Menjadi kuno kadang terasa lebih baik. Seperti senyum dan mengacungkan jempol ketimbang menekan tombol "like" dengan wajah tanpa ekspresi, menyentuh permukaan kulit orang terdekat, atau sesederhana mendengar alunan gelombang suara tawa seseorang yang disuka.

Gue rasa memang sudah saatnya (sebenernya dari dulu sih) kita harus punya literasi media yang lebih kuat lagi. Bisa memilah dan memilih prioritas. Mana yang harus didahulukan? Mana yang lebih berarti?
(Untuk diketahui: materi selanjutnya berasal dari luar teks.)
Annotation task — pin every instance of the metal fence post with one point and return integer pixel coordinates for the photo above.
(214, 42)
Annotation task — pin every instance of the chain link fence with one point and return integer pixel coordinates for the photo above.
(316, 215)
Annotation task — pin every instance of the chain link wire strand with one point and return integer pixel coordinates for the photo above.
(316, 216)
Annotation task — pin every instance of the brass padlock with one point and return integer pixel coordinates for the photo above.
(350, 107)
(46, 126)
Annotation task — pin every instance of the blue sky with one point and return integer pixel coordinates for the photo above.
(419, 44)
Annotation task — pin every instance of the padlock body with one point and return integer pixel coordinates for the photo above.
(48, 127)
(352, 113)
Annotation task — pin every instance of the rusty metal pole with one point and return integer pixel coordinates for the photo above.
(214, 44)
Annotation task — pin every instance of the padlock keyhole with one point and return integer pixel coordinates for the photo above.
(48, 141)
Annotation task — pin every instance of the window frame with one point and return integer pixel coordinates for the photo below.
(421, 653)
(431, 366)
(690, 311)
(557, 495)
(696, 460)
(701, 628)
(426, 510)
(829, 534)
Hubungan sesama manusia secara nyata, atau dengan objek virtual di dunia maya.

Think about it.

Mungkin video ini bisa ngasih kamu pencerahan.
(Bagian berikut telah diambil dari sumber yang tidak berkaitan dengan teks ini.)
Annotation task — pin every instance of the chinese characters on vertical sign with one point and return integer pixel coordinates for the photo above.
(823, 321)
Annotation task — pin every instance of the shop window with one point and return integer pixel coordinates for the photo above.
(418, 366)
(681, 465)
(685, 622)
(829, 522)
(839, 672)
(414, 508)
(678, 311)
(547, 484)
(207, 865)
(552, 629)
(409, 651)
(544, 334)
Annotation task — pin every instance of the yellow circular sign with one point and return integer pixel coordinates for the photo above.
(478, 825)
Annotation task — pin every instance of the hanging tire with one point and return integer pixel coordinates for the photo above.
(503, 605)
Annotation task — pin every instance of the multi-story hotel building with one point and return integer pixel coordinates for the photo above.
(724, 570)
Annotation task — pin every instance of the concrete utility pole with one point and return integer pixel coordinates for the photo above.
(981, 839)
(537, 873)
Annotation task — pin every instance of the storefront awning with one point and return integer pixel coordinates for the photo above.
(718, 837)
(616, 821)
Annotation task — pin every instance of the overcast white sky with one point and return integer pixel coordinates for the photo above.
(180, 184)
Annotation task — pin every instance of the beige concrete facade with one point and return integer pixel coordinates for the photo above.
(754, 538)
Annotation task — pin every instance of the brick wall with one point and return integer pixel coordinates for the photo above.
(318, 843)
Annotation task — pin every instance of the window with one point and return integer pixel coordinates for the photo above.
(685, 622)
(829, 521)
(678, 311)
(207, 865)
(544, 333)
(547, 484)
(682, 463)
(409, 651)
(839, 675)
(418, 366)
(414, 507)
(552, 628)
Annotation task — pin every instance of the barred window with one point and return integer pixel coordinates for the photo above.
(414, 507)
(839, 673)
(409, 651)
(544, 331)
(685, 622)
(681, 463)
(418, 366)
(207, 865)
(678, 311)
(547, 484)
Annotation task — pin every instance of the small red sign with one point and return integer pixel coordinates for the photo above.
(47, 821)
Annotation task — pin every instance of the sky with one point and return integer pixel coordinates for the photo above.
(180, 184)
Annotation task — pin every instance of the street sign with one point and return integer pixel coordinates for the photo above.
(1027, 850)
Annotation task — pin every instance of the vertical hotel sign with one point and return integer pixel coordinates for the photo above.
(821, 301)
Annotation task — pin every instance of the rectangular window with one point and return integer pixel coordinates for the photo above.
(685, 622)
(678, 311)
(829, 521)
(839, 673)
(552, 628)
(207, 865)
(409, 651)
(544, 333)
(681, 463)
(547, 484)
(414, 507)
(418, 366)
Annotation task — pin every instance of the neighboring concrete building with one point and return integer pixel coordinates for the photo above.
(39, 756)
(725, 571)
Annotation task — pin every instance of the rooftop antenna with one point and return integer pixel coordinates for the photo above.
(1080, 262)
http://www.youtube.com/watch?v=OINa46HeWg8&width=250&height=100

21 comments:

  1. akhirnys ada jg yg sepemikiran kirain cuman gw aja manusia yg lebih ngutamain dunia nyata timbang dunia maya :D

    ReplyDelete
  2. setuju bro, teknologi emang merubah segalanya. jadi kangen jaman 90-an di mana teknologi blm berkembang, jadi interaksi di dunia nyata lebih banyak gak kayak skrg sedikit2 ngandelin gadget..

    ReplyDelete
  3. Setuju bang.. Aku juga lebih seneng ketemu langsung, lebih dapet momennya

    ReplyDelete
  4. Ini koreksi dan intropeksi untuk diri sendiri nih maksudnya? Padahal sama-sama aja.

    ReplyDelete
  5. Postingannya JUARA bang!! Keren nih bahasannya...

    ReplyDelete
  6. Memang. Kan di akhir kalimat pake kata "kita".

    ReplyDelete
  7. first thing i want to say about this is, true dat! karena sampe sekarang pun di beberapa ruang lingkup gue masih dianggap "outsider" karena nggak "latah" untuk menjadi gaul, makanya kadang bingung juga mau ngomongin apa biar bisa klik. Somehow, dengan sesekali menjadi "kuno" kita bakal ngasih warna sendiri dan bisa lebih peka sama orang lain, literally.
    salam kenal :)

    ReplyDelete
  8. Show this post to your friends.

    ReplyDelete
  9. Post ini benar juga sih...terkadang malah teknologi yang membuat kita antisosial,menjauh dari orang terdekat dan mendekat kepada yang jauh,lalu teknologi juga bisa bikin awkward moment ya...ketika di social media terlalu banyak bicara malah bingung mau ngobrol apa di dunja nyata

    ReplyDelete
  10. njiiir bang oka, tulisan lo bener banget. gue setuju banget bang sama lo :)
    kalau menurut aku sih cukup jadi diri sendiri aja bang, gak perlu gaul yang penting bisa bikin orang disekitar kita tersenyum :)

    ReplyDelete
  11. REAL banget bang. Sejalan sama pikiran gue. Tapi gue orangnya gak begitu peduli, be my self aja gitu. :))

    ReplyDelete
  12. Alhamdulillah udah banyak yang nyadar, gue nangis bacanya

    ReplyDelete
  13. Untungnya, meskipun keseharian gue gag gaul2 banget, bahkan terkesan kudet, tapi muka gue yang 'udah gaul dari sononya' ini membuat gue tetep dikira gaul :p

    ReplyDelete
  14. Nah, kayak gini nih post yg beres!
    Kadang yg miris, yg gak punya gadget atau akun-akun sosmed pada zamannya justru agak didiskriminasi. Dan yang pedih adalah anak kecil zaman sekarang jadi pada jarang mau interaksi karna lingkungan yang secara langsung ngajar mereka untuk memanfaatkan gadget di mana pun dan kapan pun.
    Terakhir, banyak yang sampe stress kalo lagi jalan-jalan dan gak dapet sinyal. Alasannya gak bisa ngabarin orang, padahal si 'pacar', 'keluarga', dan/atau 'sahabat' mereka ada ikut jalan-jalan bareng. :"

    ReplyDelete
  15. gue setuju banget sama postingan ini bang, kadang menjadi kuno itu lebih baik ketimbang menjadi sesorang yang disebut gaul tapi terkesan memaksa

    ReplyDelete
  16. Sudah tertulis di Al-quran bahwasannya akan datang masa seperti ini dan akan membuat manusia teralihkan oleh semua yang diperintahkan oleh Allah . Dan makhluk yang diperintahkan itu memang memiliki kekuatan yang lebih dibanding manusia,karena diakhir jaman makhluk yg kita sebut dengan " D " ini akan mengaku sebagai Nabi. Dan itulah akhir dunia .

    ReplyDelete
  17. aku punya lho temen yang super-update gitu .-. Bzzzz banget :o

    ReplyDelete
  18. S0rRy, 4LaY t3tAp eKs1S.... ngoahahahha

    ReplyDelete
  19. Iyya bener banget. Sekarang klo ketemu orang jauh udah ga bisa pangling lagi. Karena mungkin selama jauh sering ngeliat kegiatannya lewat media sosial.

    ReplyDelete
  20. ironis, remaja sekarang justru bangga akan ke-antisosialannya ._.